El ex secretario de transporte, Pete Buttigieg, interfirió en las luchas internas democráticas en torno al tema de los atletas trans, enfatizando la necesidad de que la conversación sea erradicada del discurso político y regresó a las escuelas y las asociaciones deportivas.
En NPR’s Edición matutina, El anfitrión Steve Inskeep preguntó a Buttigieg cuál es su “enfoque” para los problemas trans después de que el político demócrata y el ex jefe de gabinete de la Casa Blanca, Rahm Emanuel, admitió a los medios conservadores que tiene opiniones anti-trans.
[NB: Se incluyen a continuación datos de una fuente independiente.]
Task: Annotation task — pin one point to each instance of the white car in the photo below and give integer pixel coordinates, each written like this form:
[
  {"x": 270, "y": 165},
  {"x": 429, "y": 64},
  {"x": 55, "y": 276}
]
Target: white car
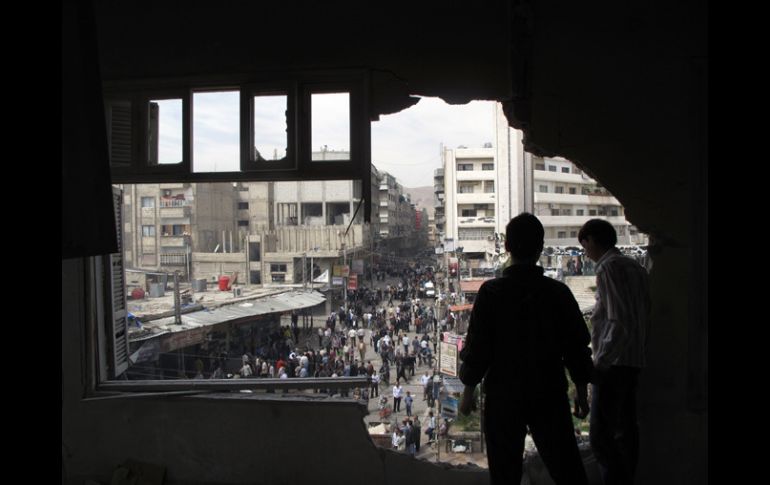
[{"x": 550, "y": 272}]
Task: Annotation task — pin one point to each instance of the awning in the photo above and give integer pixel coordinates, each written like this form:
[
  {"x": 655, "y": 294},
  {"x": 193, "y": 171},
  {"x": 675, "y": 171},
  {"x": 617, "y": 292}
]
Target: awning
[
  {"x": 471, "y": 286},
  {"x": 459, "y": 308},
  {"x": 194, "y": 322}
]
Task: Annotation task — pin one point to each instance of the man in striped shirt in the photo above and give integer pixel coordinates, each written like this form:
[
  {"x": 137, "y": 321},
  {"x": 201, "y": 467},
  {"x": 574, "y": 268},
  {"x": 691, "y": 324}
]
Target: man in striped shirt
[{"x": 620, "y": 323}]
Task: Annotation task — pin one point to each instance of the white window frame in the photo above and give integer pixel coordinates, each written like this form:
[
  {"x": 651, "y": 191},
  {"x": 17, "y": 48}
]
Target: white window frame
[{"x": 106, "y": 320}]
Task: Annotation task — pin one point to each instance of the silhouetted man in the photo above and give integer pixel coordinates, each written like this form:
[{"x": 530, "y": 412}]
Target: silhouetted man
[
  {"x": 620, "y": 322},
  {"x": 524, "y": 330}
]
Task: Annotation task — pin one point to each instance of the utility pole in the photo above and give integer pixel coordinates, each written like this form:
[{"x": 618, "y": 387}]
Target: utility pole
[{"x": 345, "y": 279}]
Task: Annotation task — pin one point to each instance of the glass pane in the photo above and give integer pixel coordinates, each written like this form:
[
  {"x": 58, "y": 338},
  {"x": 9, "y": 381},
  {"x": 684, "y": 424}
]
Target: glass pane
[
  {"x": 164, "y": 139},
  {"x": 270, "y": 125},
  {"x": 216, "y": 132},
  {"x": 119, "y": 132},
  {"x": 330, "y": 126}
]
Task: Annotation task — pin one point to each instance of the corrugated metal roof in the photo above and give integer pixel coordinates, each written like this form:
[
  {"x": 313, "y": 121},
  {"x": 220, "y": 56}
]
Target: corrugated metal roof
[
  {"x": 471, "y": 286},
  {"x": 283, "y": 302}
]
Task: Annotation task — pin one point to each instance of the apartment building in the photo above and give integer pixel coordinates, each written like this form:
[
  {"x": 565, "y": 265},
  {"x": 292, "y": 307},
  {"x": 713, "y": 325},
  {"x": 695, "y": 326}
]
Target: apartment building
[
  {"x": 482, "y": 189},
  {"x": 565, "y": 197},
  {"x": 166, "y": 223},
  {"x": 396, "y": 214}
]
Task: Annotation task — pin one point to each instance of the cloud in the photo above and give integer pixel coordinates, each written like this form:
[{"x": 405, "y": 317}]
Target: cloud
[{"x": 407, "y": 144}]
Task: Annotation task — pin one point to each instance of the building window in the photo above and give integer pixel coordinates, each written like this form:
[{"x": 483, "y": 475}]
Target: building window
[
  {"x": 254, "y": 251},
  {"x": 330, "y": 120},
  {"x": 255, "y": 277},
  {"x": 219, "y": 153},
  {"x": 287, "y": 214},
  {"x": 164, "y": 147},
  {"x": 465, "y": 188},
  {"x": 278, "y": 267}
]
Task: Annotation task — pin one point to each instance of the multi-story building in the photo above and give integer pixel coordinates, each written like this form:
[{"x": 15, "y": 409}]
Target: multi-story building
[
  {"x": 565, "y": 197},
  {"x": 484, "y": 188},
  {"x": 166, "y": 223},
  {"x": 439, "y": 215},
  {"x": 396, "y": 215}
]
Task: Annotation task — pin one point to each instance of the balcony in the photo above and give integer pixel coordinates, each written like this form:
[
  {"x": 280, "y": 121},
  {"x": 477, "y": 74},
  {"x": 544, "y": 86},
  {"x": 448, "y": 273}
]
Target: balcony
[
  {"x": 475, "y": 198},
  {"x": 578, "y": 221},
  {"x": 548, "y": 197},
  {"x": 475, "y": 175},
  {"x": 173, "y": 241},
  {"x": 567, "y": 178},
  {"x": 174, "y": 203},
  {"x": 175, "y": 212},
  {"x": 173, "y": 259},
  {"x": 476, "y": 222}
]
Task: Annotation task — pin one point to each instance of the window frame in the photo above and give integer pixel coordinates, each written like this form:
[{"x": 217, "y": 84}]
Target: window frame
[
  {"x": 137, "y": 94},
  {"x": 297, "y": 166}
]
Con la admisión, Emanuel se convirtió en parte de un número creciente de demócratas que están abandonando los derechos trans, y muchos creen que apoyando a esta pequeña comunidad marginada perdió al partido tanto el Congreso como la presidencia.
“El enfoque comienza con la compasión”, respondió Buttigieg. “Compasión por las personas transgénero, la compasión por las familias, especialmente de los jóvenes que están pasando por esto, y también la empatía por las personas que no están seguros de lo que todo esto significa para ellos”.
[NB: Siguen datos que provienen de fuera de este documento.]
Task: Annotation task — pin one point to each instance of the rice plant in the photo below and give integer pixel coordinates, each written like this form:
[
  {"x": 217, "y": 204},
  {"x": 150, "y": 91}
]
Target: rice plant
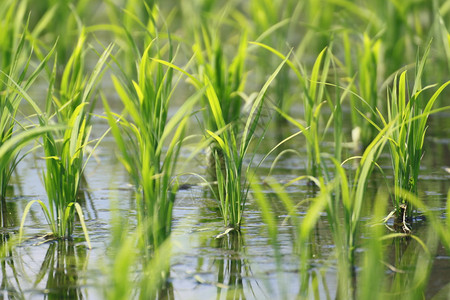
[
  {"x": 313, "y": 87},
  {"x": 16, "y": 77},
  {"x": 149, "y": 141},
  {"x": 410, "y": 111},
  {"x": 65, "y": 150},
  {"x": 227, "y": 82},
  {"x": 365, "y": 100}
]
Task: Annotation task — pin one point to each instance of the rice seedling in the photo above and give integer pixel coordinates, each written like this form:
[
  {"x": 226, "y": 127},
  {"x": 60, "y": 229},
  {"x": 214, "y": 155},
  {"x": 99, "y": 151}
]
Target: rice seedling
[
  {"x": 228, "y": 83},
  {"x": 313, "y": 99},
  {"x": 54, "y": 20},
  {"x": 142, "y": 141},
  {"x": 16, "y": 77},
  {"x": 410, "y": 112},
  {"x": 65, "y": 149},
  {"x": 365, "y": 100}
]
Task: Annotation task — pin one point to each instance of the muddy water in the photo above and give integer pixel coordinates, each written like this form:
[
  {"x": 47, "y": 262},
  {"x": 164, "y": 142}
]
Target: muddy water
[{"x": 236, "y": 266}]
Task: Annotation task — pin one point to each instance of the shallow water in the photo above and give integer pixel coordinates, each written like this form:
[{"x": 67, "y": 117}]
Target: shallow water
[{"x": 236, "y": 266}]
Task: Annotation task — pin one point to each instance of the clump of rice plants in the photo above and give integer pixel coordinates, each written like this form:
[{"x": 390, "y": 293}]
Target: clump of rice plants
[
  {"x": 149, "y": 141},
  {"x": 65, "y": 149},
  {"x": 313, "y": 87},
  {"x": 16, "y": 77},
  {"x": 366, "y": 103},
  {"x": 410, "y": 113},
  {"x": 227, "y": 82}
]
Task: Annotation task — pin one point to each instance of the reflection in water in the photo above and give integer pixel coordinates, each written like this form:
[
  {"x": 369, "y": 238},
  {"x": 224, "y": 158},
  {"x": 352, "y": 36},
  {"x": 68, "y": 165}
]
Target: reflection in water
[
  {"x": 60, "y": 268},
  {"x": 232, "y": 269},
  {"x": 10, "y": 286}
]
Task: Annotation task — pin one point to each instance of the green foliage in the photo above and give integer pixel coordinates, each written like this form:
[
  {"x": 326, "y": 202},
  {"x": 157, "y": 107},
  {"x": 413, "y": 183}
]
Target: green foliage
[
  {"x": 410, "y": 114},
  {"x": 16, "y": 77},
  {"x": 149, "y": 142},
  {"x": 65, "y": 149}
]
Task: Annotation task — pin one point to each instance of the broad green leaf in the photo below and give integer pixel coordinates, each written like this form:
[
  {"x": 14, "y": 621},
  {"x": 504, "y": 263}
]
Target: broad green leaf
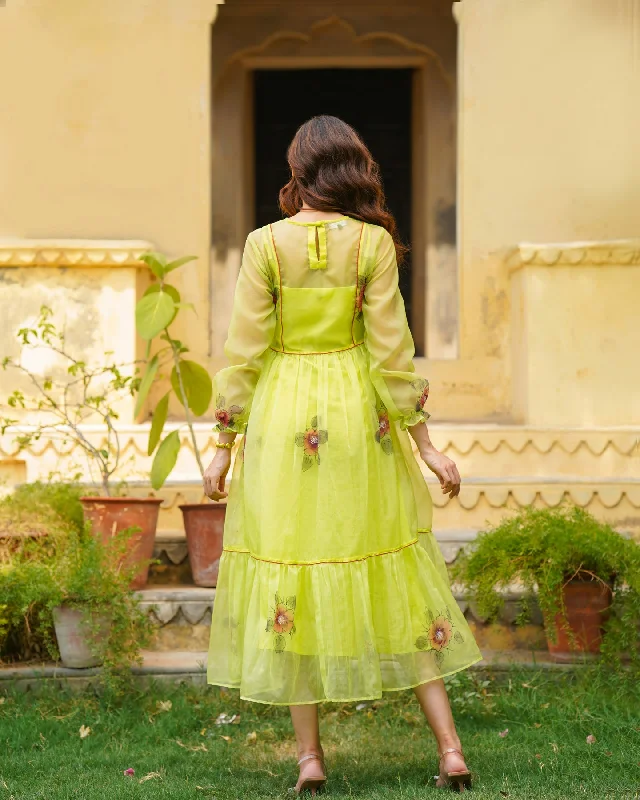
[
  {"x": 156, "y": 262},
  {"x": 170, "y": 290},
  {"x": 178, "y": 263},
  {"x": 153, "y": 313},
  {"x": 164, "y": 287},
  {"x": 197, "y": 386},
  {"x": 165, "y": 459},
  {"x": 157, "y": 423},
  {"x": 146, "y": 383}
]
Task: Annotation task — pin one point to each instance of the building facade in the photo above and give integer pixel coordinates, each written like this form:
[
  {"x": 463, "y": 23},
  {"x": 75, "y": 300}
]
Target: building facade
[{"x": 507, "y": 132}]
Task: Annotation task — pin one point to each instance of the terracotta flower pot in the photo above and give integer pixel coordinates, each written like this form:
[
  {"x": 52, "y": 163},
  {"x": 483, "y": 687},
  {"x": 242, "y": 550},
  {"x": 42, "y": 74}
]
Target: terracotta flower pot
[
  {"x": 204, "y": 526},
  {"x": 110, "y": 515},
  {"x": 587, "y": 606},
  {"x": 74, "y": 637}
]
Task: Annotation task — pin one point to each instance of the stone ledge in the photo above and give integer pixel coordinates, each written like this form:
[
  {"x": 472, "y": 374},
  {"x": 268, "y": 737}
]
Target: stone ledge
[
  {"x": 72, "y": 253},
  {"x": 190, "y": 667},
  {"x": 615, "y": 252}
]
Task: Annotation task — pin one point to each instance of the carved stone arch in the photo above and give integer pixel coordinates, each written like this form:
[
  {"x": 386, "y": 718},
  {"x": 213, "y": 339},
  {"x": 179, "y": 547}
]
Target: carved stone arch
[{"x": 333, "y": 41}]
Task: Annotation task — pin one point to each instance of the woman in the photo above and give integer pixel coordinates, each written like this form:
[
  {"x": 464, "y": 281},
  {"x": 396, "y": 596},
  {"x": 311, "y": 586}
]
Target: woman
[{"x": 331, "y": 585}]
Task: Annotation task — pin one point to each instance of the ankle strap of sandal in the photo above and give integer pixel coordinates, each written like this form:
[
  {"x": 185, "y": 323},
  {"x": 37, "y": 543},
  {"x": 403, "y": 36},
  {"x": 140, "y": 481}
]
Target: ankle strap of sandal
[
  {"x": 450, "y": 750},
  {"x": 310, "y": 756}
]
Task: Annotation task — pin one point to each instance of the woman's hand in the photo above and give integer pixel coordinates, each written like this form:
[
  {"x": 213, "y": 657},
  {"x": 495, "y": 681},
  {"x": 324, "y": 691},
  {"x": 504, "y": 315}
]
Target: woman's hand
[
  {"x": 443, "y": 468},
  {"x": 215, "y": 475}
]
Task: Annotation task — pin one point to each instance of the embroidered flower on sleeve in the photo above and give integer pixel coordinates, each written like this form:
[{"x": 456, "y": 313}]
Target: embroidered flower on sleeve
[
  {"x": 439, "y": 634},
  {"x": 383, "y": 434},
  {"x": 281, "y": 621},
  {"x": 422, "y": 387},
  {"x": 226, "y": 417},
  {"x": 310, "y": 440}
]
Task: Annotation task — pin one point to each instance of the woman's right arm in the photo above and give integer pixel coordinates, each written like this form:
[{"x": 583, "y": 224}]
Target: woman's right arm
[{"x": 391, "y": 349}]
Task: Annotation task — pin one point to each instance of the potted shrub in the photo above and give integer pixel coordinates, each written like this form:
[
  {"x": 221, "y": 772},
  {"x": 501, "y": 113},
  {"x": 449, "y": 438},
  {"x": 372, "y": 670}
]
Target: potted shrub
[
  {"x": 191, "y": 384},
  {"x": 96, "y": 614},
  {"x": 67, "y": 596},
  {"x": 74, "y": 395},
  {"x": 586, "y": 577}
]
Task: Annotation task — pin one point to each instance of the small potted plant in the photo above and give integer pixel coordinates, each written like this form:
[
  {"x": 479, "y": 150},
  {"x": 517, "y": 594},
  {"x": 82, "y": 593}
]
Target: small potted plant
[
  {"x": 97, "y": 617},
  {"x": 191, "y": 384},
  {"x": 64, "y": 402},
  {"x": 584, "y": 574}
]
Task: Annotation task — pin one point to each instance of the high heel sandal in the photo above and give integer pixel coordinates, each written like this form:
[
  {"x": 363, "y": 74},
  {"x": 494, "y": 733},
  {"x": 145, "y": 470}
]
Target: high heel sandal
[
  {"x": 311, "y": 782},
  {"x": 458, "y": 781}
]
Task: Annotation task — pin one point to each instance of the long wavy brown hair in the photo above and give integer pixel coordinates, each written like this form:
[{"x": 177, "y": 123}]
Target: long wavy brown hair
[{"x": 333, "y": 170}]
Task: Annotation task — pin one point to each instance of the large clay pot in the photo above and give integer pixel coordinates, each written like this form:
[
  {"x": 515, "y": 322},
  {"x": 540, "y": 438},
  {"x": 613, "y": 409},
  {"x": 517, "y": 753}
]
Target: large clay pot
[
  {"x": 204, "y": 526},
  {"x": 587, "y": 605},
  {"x": 74, "y": 637},
  {"x": 109, "y": 515}
]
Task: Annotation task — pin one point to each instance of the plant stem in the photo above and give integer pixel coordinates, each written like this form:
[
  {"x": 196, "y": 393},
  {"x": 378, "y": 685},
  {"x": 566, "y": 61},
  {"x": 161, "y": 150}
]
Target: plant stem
[{"x": 183, "y": 397}]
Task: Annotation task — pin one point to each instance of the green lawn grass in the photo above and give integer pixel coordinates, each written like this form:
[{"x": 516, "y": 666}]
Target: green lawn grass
[{"x": 382, "y": 751}]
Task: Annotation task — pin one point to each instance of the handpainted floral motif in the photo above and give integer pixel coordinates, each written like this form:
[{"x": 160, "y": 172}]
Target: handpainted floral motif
[
  {"x": 281, "y": 621},
  {"x": 310, "y": 440},
  {"x": 360, "y": 290},
  {"x": 439, "y": 634},
  {"x": 226, "y": 417},
  {"x": 383, "y": 434},
  {"x": 422, "y": 387}
]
Dijo que es esencial tratar de comprender la perspectiva de los padres que están preocupados por sus hijos que juegan en equipos deportivos con “niños” y que hacerlo “pone en duda algunas de las ortodoxias pasadas en mi grupo”.
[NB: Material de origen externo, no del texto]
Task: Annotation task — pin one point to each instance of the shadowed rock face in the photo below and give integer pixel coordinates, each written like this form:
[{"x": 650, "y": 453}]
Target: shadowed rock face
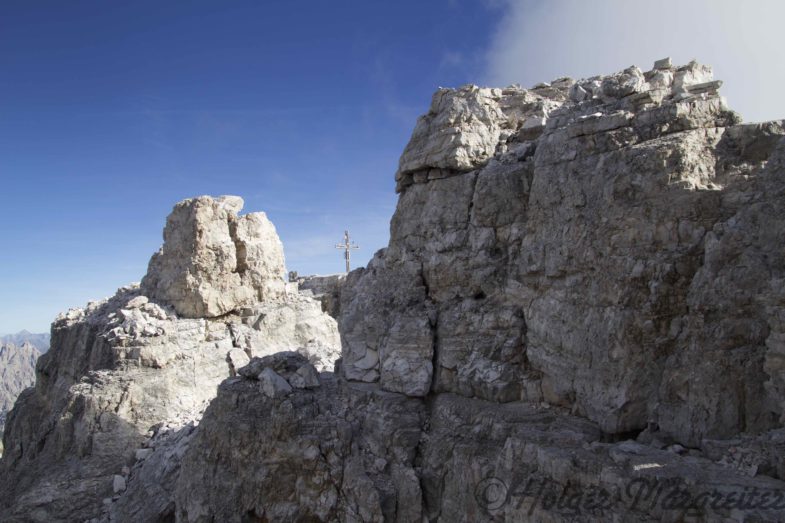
[
  {"x": 17, "y": 372},
  {"x": 582, "y": 300},
  {"x": 134, "y": 372},
  {"x": 596, "y": 245},
  {"x": 578, "y": 301}
]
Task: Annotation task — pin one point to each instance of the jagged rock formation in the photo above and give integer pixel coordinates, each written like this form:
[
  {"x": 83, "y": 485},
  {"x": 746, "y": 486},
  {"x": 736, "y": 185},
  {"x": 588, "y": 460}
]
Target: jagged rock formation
[
  {"x": 213, "y": 262},
  {"x": 579, "y": 317},
  {"x": 39, "y": 340},
  {"x": 17, "y": 372},
  {"x": 133, "y": 373},
  {"x": 580, "y": 300},
  {"x": 325, "y": 288}
]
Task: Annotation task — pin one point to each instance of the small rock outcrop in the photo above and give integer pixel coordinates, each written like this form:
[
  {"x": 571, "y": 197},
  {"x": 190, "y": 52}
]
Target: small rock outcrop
[
  {"x": 127, "y": 378},
  {"x": 39, "y": 340},
  {"x": 326, "y": 289}
]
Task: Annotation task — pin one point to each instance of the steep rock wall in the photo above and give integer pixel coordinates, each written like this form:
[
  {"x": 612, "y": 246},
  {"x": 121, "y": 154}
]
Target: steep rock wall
[
  {"x": 595, "y": 245},
  {"x": 124, "y": 376}
]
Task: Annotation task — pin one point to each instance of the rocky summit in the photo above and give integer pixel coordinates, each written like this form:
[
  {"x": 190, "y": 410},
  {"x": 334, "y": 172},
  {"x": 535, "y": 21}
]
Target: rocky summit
[
  {"x": 580, "y": 316},
  {"x": 131, "y": 375}
]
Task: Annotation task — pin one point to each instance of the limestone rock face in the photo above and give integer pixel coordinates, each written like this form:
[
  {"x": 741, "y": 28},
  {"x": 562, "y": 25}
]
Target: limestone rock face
[
  {"x": 126, "y": 380},
  {"x": 17, "y": 372},
  {"x": 325, "y": 288},
  {"x": 212, "y": 261},
  {"x": 580, "y": 316},
  {"x": 609, "y": 262}
]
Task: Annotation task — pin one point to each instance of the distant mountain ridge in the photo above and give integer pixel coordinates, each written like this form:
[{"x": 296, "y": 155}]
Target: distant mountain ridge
[{"x": 38, "y": 340}]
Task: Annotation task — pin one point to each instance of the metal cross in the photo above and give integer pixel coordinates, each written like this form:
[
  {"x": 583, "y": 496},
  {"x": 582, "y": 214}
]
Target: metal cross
[{"x": 347, "y": 246}]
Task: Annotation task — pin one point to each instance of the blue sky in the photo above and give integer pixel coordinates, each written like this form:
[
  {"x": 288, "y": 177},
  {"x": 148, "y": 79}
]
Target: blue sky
[{"x": 111, "y": 112}]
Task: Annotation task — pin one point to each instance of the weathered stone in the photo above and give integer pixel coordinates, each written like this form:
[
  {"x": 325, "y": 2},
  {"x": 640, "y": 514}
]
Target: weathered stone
[
  {"x": 124, "y": 372},
  {"x": 118, "y": 484},
  {"x": 593, "y": 311},
  {"x": 214, "y": 261},
  {"x": 306, "y": 377},
  {"x": 272, "y": 384}
]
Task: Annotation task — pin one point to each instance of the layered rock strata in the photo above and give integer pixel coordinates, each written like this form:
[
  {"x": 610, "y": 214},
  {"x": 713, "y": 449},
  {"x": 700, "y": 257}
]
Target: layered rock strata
[
  {"x": 579, "y": 317},
  {"x": 17, "y": 372}
]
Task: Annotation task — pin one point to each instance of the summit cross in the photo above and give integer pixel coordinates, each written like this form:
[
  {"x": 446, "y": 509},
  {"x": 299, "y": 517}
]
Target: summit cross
[{"x": 347, "y": 247}]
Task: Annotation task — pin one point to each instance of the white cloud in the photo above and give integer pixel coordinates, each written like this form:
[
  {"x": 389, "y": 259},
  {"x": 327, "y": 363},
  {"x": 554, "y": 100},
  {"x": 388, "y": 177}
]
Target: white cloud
[{"x": 539, "y": 40}]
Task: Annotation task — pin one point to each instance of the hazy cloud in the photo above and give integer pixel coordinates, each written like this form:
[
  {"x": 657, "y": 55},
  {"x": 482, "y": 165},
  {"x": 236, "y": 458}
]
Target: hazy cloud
[{"x": 539, "y": 40}]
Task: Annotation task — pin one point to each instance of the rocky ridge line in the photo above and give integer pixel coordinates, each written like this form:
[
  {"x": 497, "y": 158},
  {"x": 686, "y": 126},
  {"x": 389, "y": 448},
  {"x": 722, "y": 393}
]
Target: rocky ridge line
[{"x": 130, "y": 376}]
En los deportes, dijo: “La mayoría de las personas razonables reconocerían que hay serios problemas de equidad si solo trata esto como no importa cuando un atleta trans quiere competir en los deportes femeninos”.
Cuando se le preguntó si un padre que está preocupado por los atletas trans “tiene un caso”, respondió Buttigieg, “seguro”.
“Y es por eso que creo que estas decisiones deberían estar en manos de ligas deportivas y juntas escolares y no políticos”, explicó, “menos de todos los políticos en Washington que intentan usar esto como un peón político”.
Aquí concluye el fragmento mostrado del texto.